HARARE: The Zimbabwe government has directed that vegetable markets in the country should open for six days with mandatory closure on the seventh day to allow for disinfection in light of the COVID-19 pandemic.
The move came as locally transmitted COVID-19 cases have spiked in the country, with Harare’s Mbare vegetable market now designated as one of the coronavirus hot spots, after nine percent of people tested at the market this week tested positive.
Addressing a post-cabinet media briefing on Wednesday, Women Affairs, Community, Small and Medium Enterprises Minister Sithembiso Nyoni said the precautionary measures were meant to curb the further spread of the deadly disease at food markets.
“As a precautionary measure to curb the transmission of COVID-19 at food markets, which are characterized by crowding, poor sanitization and lack of reticulated water, Cabinet resolved as follows; that the restructuring of the vegetable markets bays in line with COVID-19 protocols be done in all vegetable markets; that markets operate a six-day-cycle with mandatory closure for disinfection on the seventh day,” the minister said.
Zimbabwe’s COVID-19 cases have rapidly increased over the past few weeks, and now stand at 4,221 including 81 deaths as at Tuesday.
Nyoni said all vendors at stalls should exercise extreme precautions such as use of sanitizers and consistent hand-washing with soap and running water.
She said a targeted information education campaign should be conducted to promote a new-normal among traders and customers at these markets.

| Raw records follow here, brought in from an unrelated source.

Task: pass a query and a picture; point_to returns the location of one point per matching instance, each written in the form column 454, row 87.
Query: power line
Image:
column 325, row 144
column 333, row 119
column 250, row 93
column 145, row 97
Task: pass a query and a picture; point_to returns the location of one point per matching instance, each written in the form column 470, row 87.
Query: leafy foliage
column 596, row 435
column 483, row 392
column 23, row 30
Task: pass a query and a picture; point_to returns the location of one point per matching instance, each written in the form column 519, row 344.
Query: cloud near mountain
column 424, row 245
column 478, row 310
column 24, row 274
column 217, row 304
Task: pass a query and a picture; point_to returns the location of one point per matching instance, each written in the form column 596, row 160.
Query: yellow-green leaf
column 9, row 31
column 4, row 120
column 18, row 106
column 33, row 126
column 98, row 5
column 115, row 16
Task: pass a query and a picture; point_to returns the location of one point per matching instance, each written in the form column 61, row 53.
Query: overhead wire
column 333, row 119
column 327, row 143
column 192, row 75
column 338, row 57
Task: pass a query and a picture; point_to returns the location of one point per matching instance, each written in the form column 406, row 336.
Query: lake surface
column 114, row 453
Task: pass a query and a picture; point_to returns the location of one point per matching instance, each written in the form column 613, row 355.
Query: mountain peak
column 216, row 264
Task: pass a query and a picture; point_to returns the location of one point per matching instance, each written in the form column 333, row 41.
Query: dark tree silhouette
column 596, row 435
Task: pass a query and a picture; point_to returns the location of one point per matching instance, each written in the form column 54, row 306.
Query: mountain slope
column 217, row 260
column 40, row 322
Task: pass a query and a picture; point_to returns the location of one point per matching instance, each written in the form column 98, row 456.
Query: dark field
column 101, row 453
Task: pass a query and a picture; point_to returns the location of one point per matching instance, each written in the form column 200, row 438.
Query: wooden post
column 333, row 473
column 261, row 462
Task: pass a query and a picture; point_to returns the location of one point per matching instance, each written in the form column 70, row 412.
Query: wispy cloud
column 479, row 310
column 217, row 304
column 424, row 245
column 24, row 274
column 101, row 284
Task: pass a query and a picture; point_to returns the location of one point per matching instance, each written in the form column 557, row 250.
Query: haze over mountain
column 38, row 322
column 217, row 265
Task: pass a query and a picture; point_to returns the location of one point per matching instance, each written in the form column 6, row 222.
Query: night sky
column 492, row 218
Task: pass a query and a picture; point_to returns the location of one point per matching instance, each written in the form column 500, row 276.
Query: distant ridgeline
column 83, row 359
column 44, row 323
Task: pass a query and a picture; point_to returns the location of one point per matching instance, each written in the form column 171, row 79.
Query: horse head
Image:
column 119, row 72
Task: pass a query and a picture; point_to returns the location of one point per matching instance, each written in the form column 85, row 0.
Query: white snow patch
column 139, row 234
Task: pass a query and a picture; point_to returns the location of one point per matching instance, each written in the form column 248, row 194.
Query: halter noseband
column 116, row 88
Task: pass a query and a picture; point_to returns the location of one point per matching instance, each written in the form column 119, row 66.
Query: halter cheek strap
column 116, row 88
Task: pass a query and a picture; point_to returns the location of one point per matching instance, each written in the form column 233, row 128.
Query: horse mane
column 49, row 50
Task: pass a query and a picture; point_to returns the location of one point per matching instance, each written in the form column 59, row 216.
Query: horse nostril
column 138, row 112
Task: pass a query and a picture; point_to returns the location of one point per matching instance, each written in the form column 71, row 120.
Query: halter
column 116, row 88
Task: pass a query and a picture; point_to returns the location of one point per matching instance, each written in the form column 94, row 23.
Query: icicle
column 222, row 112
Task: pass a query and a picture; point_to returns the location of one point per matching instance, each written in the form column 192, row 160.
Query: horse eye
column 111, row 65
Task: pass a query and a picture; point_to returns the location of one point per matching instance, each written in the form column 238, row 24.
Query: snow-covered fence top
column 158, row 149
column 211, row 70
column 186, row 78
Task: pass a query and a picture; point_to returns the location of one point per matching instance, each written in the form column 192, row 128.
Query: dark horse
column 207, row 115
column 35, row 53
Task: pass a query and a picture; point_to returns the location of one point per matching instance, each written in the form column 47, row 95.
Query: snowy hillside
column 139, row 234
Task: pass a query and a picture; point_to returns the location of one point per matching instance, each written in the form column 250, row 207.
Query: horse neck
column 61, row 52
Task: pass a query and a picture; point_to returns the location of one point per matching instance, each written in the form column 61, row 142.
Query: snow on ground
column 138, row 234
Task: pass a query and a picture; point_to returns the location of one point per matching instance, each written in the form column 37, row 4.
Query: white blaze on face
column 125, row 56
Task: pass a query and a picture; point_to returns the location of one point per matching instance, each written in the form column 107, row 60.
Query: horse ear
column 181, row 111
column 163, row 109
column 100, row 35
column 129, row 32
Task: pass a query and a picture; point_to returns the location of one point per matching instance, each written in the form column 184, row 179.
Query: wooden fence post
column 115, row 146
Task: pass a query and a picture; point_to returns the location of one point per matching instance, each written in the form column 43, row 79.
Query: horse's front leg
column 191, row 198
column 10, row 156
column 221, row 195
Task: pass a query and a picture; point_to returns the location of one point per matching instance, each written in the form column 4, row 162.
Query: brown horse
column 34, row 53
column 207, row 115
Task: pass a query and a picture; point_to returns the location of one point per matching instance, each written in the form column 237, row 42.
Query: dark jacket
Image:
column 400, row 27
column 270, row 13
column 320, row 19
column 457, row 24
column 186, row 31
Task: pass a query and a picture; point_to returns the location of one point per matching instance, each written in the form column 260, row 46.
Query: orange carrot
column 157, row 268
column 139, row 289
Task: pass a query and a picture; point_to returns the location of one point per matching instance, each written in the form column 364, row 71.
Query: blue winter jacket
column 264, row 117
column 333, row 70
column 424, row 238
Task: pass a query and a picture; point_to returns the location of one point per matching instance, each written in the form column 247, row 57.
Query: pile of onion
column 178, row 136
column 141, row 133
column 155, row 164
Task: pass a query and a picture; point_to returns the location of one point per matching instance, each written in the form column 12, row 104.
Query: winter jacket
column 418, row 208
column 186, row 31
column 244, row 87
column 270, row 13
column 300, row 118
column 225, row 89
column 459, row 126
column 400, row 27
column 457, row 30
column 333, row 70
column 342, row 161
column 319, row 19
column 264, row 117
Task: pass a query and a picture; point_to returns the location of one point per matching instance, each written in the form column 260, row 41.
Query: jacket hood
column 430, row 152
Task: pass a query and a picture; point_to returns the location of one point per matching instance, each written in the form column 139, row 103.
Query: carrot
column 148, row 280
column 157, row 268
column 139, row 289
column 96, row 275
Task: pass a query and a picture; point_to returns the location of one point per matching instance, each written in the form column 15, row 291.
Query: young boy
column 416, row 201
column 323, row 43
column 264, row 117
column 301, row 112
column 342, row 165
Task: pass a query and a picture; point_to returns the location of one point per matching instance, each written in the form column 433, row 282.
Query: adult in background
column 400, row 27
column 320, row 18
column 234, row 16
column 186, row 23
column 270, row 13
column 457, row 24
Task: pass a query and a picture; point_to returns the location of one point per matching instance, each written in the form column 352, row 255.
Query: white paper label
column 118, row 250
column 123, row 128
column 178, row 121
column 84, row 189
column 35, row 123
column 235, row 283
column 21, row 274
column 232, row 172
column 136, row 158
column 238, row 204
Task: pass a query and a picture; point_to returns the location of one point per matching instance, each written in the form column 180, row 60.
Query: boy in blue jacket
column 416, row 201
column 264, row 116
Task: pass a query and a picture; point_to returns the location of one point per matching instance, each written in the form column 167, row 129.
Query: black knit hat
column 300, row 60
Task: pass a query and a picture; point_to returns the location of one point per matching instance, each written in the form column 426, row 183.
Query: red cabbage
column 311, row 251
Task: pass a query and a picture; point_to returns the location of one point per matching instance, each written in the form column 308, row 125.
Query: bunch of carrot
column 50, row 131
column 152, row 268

“Government will also come up with measures to be enforced in other places where people converge in large numbers,” she said.
In light of increasing cases, the Cabinet also directed that all hospitals should admit patients without the requirement of a prior COVID-19 test result and proceed to do a PCR test on admission.
This was after reports had emerged that some hospitals were refusing to admit patients without COVID-19 tests results.
“To that end, the Ministry of Health and Child Care has already directed all public and private health institutions to establish Patient-Under-Investigation zones to ensure that no patients are turned away,” she said.
The country has done a total of 140,421 COVID-19 tests to date, with government saying it had increased the number of tests in light of the spike in COVID-19 cases.
The number of tests done per week had doubled, with the average tests per day standing at 1,130 compared to 559 at the end of July.